Seluruh kekayaan alam Indonesia dimanfaatkan Jepang untuk biaya perang. Bahan makanan
dihimpun dari rakyat untuk persediaan prajurit Jepang seharihari. Beberapa tindakan Jepang
dalam memeras sumber daya alam dengan cara-cara berikut ini :

 Petani wajib menyetorkan hasil panen berupa padi dan jagung untuk keperluan konsumsi
militer Jepang. Hal ini mengakibatkan rakyat menderita kelaparan.
 Penebangan hutan secara besar-besaran untuk keperluan industri alat-alat perang,
misalnya kayu jati untuk membuat tangkai senjata. Pemusnahan hutan ini mengakibatkan
banjir dan erosi yang sangat merugikan para petani.
 Perkebunan-perkebunan yang tidak ada kaitannya dengan keperluan perang
dimusnahkan, misalnya perkebunan tembakau di Sumatera. Selanjutnya petani
diwajibkan menanam pohon jarak karena biji jarak dijadikan minyak pelumas mesin
pesawat terbang. Akibatnya petani kehilangan lahan pertanian dan kehilangan waktu
mengerjakan sawah. Sedangkan untuk perkebunan-perkebunan kina, tebu, dan karet tidak
dimusnahkan karena tanaman ini bermanfaat untuk kepentingan perang.
 Penyerahan ternak sapi, kerbau dan lain-lain bagi pemilik ternak. Kemudian ternak
dipotong secara besar-besaran untuk keperluan konsumsi tentara Jepang. Hal ini
mengakibatkan hewan-hewan berkurang padahal diperlukan untuk pertanian, yakni untuk
membajak.

Cara yang ditempuh untuk pengerahan tenaga Romusha ini dengan bujukan, tetapi apabila
tidak berhasil dengan cara paksa. Untuk menarik simpati penduduk, Jepang mengatakan bahwa
Romusha adalah pahlawan pekerja yang dihormati atau prajurit ekonomi. Mereka digambarkan
sebagai orang yang sedang menunaikan tugas sucinya untuk memenangkan Perang Asia Timur
Raya. Sedangkan panitia pengerah Romusha disebut Romukyokai. Di samping rakyat, bagi para
pamong praja dan pegawai rendahan juga melakukan kerja bakti sukarela yang disebut
Kinrohoshi. Pemimpin-pemimpin Indonesia membantu pemerintah Jepang dalam kegiatan
Romusha ini. Bung Karno memberi contoh berkinrohonsi (kerja bakti), Bung Hatta memimpin
Badan Pembantu Prajurit Pekerja atau Romusha. Ali Sastroamijoyo, S.H. mempelopori
pembaktian barang-barang perhiasan rakyat untuk membantu biaya perang Jepang.

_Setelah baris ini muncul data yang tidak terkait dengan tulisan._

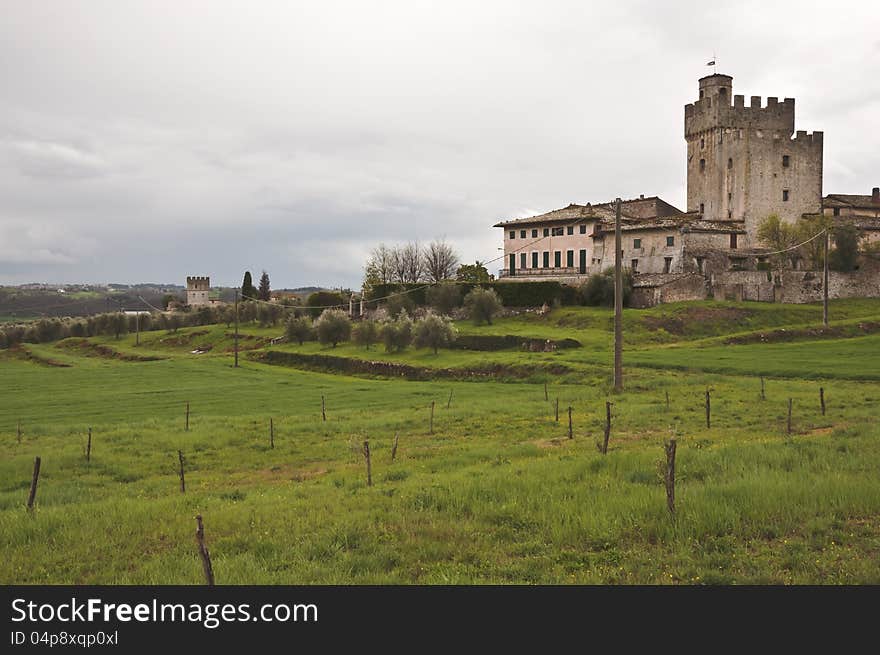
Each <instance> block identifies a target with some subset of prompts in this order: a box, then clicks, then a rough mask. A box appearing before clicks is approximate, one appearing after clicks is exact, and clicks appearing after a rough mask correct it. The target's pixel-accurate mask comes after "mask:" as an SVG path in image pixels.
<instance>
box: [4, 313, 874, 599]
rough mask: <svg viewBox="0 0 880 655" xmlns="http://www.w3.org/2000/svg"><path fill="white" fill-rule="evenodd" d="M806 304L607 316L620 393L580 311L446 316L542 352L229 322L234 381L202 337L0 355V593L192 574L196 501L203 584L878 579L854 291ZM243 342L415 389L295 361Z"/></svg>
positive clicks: (462, 324)
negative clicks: (410, 378) (39, 465)
mask: <svg viewBox="0 0 880 655" xmlns="http://www.w3.org/2000/svg"><path fill="white" fill-rule="evenodd" d="M831 315H832V319H833V320H832V324H831V328H830V329H829V330H820V329H817V328H818V327H819V326H821V308H820V307H818V306H816V305H803V306H790V305H771V304H764V303H760V304H759V303H721V302H706V303H681V304H673V305H665V306H661V307H657V308H653V309H651V310H641V311H640V310H627V311H626V315H625V326H626V327H625V331H626V350H625V354H624V362H625V366H626V369H625V386H626V389H625V391H624V392H623V393H622V394H612V393H611V388H610V387H611V370H610V366H609V364H610V362H611V339H612V332H611V326H612V323H611V313H610V311H609V310H607V309H600V308H560V309H556V310H553V311H552V312H550V314H549V315H546V316H539V315H537V314H532V313H527V314H522V315H519V316H513V317H509V318H501V319H498V320H496V321H494V322H493V325H490V326H488V325H483V326H474V325H472V324H469V323H460V324H459V325H458V328H459V330H460V332H461V333H462V334H468V335H472V334H484V335H517V336H523V337H531V338H546V339H562V338H573V339H577V340H578V341H580V342H581V344H582V347H580V348H573V349H566V350H557V351H554V352H526V351H523V350H520V349H507V350H498V351H490V352H474V351H466V350H441V351H440V352H439V354H438V355H434V353H433V352H431V351H428V350H419V349H408V350H406V351H404V352H402V353H386V352H384V349H383V348H382V347H381V346H380V345H377V346H374V347H372V348H371V349H370V350H365V349H363V348H360V347H356V346H354V345H352V344H340V345H339V346H338V347H337V348H330V347H324V346H321V345H319V344H317V343H306V344H304V345H302V346H299V345H296V344H287V343H282V344H277V345H272V344H271V343H270V340H271V339H272V338H273V337H276V336H279V335H280V334H281V332H282V329H281V327H280V326H279V327H276V328H259V327H256V326H254V325H246V326H243V327H242V333H243V335H244V337H243V339H242V347H243V348H244V350H242V353H241V356H240V367H239V368H237V369H236V368H233V366H232V355H231V353H230V352H229V351H230V349H231V346H232V339H231V337H230V333H231V330H229V329H228V328H227V326H226V325H217V326H204V327H200V328H188V329H182V330H179V331H178V332H176V333H174V334H169V333H166V332H150V333H145V334H142V335H141V339H140V345H137V346H136V345H135V340H134V335H128V336H125V337H122V338H120V339H119V340H115V339H113V338H106V337H100V338H94V339H89V340H87V341H84V340H81V339H71V340H67V341H66V342H59V343H57V344H40V345H27V346H26V351H27V355H26V356H25V355H23V354H22V353H20V352H19V353H13V352H11V351H6V352H4V351H0V388H2V389H3V401H2V403H0V544H2V548H3V554H4V557H3V558H2V560H0V582H2V583H4V584H17V583H23V584H60V583H75V584H92V583H106V584H200V583H201V582H202V572H201V565H200V563H199V560H198V554H197V550H196V544H195V539H194V533H195V519H194V517H195V515H196V514H201V515H202V516H203V518H204V521H205V528H206V535H207V540H208V546H209V548H210V551H211V556H212V559H213V565H214V572H215V576H216V579H217V582H218V583H219V584H276V583H277V584H315V583H329V584H409V583H418V584H487V583H503V584H507V583H529V584H532V583H549V584H567V583H576V584H593V583H598V584H615V583H623V584H633V583H636V584H841V583H842V584H864V583H872V584H878V583H880V477H878V472H880V422H878V421H877V418H878V414H880V331H878V332H876V333H875V332H873V330H874V328H873V327H872V322H873V321H880V302H878V301H867V300H851V301H837V302H834V303H832V305H831ZM98 346H100V347H98ZM207 348H210V350H208V351H207V352H204V353H203V354H192V351H193V350H195V349H207ZM266 351H277V352H282V353H306V354H312V355H331V356H333V357H342V358H355V359H364V360H370V361H392V362H397V363H401V364H408V365H410V366H417V367H420V368H422V369H427V370H429V371H433V370H435V369H436V370H437V378H436V379H428V380H420V381H412V380H406V379H401V378H388V377H382V376H379V375H361V376H349V375H341V374H338V373H334V372H333V371H332V370H331V368H330V367H328V368H327V370H324V371H322V370H314V369H312V370H304V369H301V368H295V367H292V366H283V365H277V364H274V365H273V364H268V363H265V362H264V361H263V360H261V359H260V356H261V355H262V354H263V353H265V352H266ZM487 366H488V367H494V368H493V369H492V370H493V371H495V374H493V375H486V374H485V373H484V372H485V370H486V367H487ZM474 371H479V372H483V374H480V375H473V372H474ZM441 373H442V375H441ZM761 377H763V378H764V380H763V382H764V389H765V391H764V398H763V399H762V397H761V386H762V382H761ZM545 385H546V393H547V396H546V399H545ZM820 387H822V388H823V389H824V393H825V400H826V412H825V414H824V415H823V414H822V412H821V410H820V405H819V389H820ZM707 389H709V390H710V394H711V411H712V413H711V427H707V425H706V414H705V408H704V398H705V392H706V390H707ZM667 395H668V403H669V404H668V406H667ZM322 397H323V399H324V403H325V407H326V420H323V419H322V414H321V406H322ZM557 399H558V404H559V420H558V421H557V420H556V416H555V406H556V401H557ZM789 399H791V401H792V408H793V412H792V430H791V433H790V434H789V433H788V430H787V418H788V417H787V411H788V402H789ZM606 401H611V402H612V403H613V407H612V412H613V419H612V429H611V438H610V447H609V450H608V453H607V455H602V454H601V453H600V452H599V451H598V449H597V447H596V444H597V442H598V441H600V440H601V438H602V434H603V428H604V418H605V402H606ZM187 402H188V403H189V404H190V425H189V430H185V407H186V403H187ZM432 403H433V405H434V410H433V430H432V429H431V428H432V426H431V412H432V409H431V408H432ZM569 407H571V415H572V427H573V429H572V433H573V438H571V439H569V438H568V408H569ZM270 419H271V420H272V422H273V425H274V447H271V445H270V430H269V422H270ZM19 422H20V423H21V429H22V436H21V440H20V441H19V439H18V436H17V428H18V425H19ZM89 428H91V429H92V449H91V457H90V460H89V461H86V458H85V445H86V435H87V433H88V429H89ZM395 437H397V438H398V447H397V452H396V457H395V459H394V460H393V461H392V457H391V451H392V445H393V443H394V440H395ZM670 437H675V438H676V440H677V443H678V454H677V462H676V464H677V471H676V476H677V486H676V507H677V512H676V516H675V518H674V519H673V518H672V517H671V516H670V514H669V512H668V511H667V507H666V495H665V490H664V485H663V481H662V473H661V469H662V467H663V466H664V465H665V455H664V449H663V444H664V443H665V442H666V441H667V440H668V439H670ZM365 440H369V444H370V450H371V469H372V471H371V472H372V486H368V485H367V472H366V465H365V460H364V456H363V442H364V441H365ZM178 450H180V451H182V452H183V454H184V457H185V480H186V493H181V491H180V483H179V479H178V474H177V468H178V455H177V453H178ZM35 456H40V457H41V458H42V470H41V476H40V480H39V486H38V491H37V502H36V509H35V511H34V512H33V513H28V512H27V511H26V509H25V502H26V499H27V495H28V489H29V486H30V479H31V471H32V467H33V461H34V457H35Z"/></svg>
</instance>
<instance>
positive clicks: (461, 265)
mask: <svg viewBox="0 0 880 655" xmlns="http://www.w3.org/2000/svg"><path fill="white" fill-rule="evenodd" d="M455 279H456V280H458V281H459V282H471V283H473V284H479V283H481V282H489V281H490V280H491V279H492V276H490V275H489V271H487V270H486V267H485V266H483V264H482V262H480V261H479V260H477V262H476V263H474V264H462V265H461V266H459V267H458V271H456V273H455Z"/></svg>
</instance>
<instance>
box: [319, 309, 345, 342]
mask: <svg viewBox="0 0 880 655" xmlns="http://www.w3.org/2000/svg"><path fill="white" fill-rule="evenodd" d="M315 330H316V331H317V333H318V341H320V342H321V343H322V344H325V345H326V344H328V343H329V344H333V347H334V348H335V347H336V344H338V343H339V342H340V341H348V340H349V338H351V321H350V320H349V318H348V314H346V313H345V312H344V311H342V310H341V309H325V310H324V311H323V312H321V316H319V317H318V320H317V321H316V322H315Z"/></svg>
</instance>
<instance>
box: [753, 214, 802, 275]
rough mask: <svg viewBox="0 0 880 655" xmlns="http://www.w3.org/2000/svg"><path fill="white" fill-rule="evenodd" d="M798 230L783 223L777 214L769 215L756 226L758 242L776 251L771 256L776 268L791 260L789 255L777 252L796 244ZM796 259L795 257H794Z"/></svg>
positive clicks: (796, 240) (790, 226) (790, 224)
mask: <svg viewBox="0 0 880 655" xmlns="http://www.w3.org/2000/svg"><path fill="white" fill-rule="evenodd" d="M797 238H798V230H797V228H796V227H795V226H794V225H791V224H789V223H786V222H784V221H783V220H782V219H781V218H779V216H778V215H777V214H770V215H769V216H768V217H767V218H765V219H764V220H763V221H761V224H760V225H759V226H758V241H760V242H761V243H762V244H764V246H766V247H767V248H770V249H771V250H773V251H776V252H777V254H775V255H773V259H774V261H775V262H776V265H777V267H779V266H781V265H782V262H784V261H785V260H786V259H791V257H792V255H790V254H789V253H784V252H778V251H782V250H788V248H791V247H792V246H793V245H795V244H796V243H797ZM794 256H795V257H797V255H794Z"/></svg>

Akibat dari Romusha ini jumlah pria di kampung-kampung semakin menipis, banyak
pekerjaan desa yang terbengkelai, ribuan rakyat tidak kembali lagi ke kampungnya, karena mati
atau dibunuh oleh Jepang. Coba bandingkan dengan rodi pada jaman penjajahan Belanda! Untuk
mengawasi penduduk atas terlaksananya gerakan-gerakan Jepang maka dibentuklah tonarigumi
(rukun tetangga) sampai ke pelosok pelosok pedesaan. Dengan demikian sumber daya manusia
rakyat Indonesia khususnya di Jawa dimanfaatkan secara kejam untuk kepentingan Jepang.
Akibat dari tekanan politik, ekonomi, sosial maupun kultural ini menjadikan mental bangsa
Indonesia mengalami ketakutan dan kecemasan.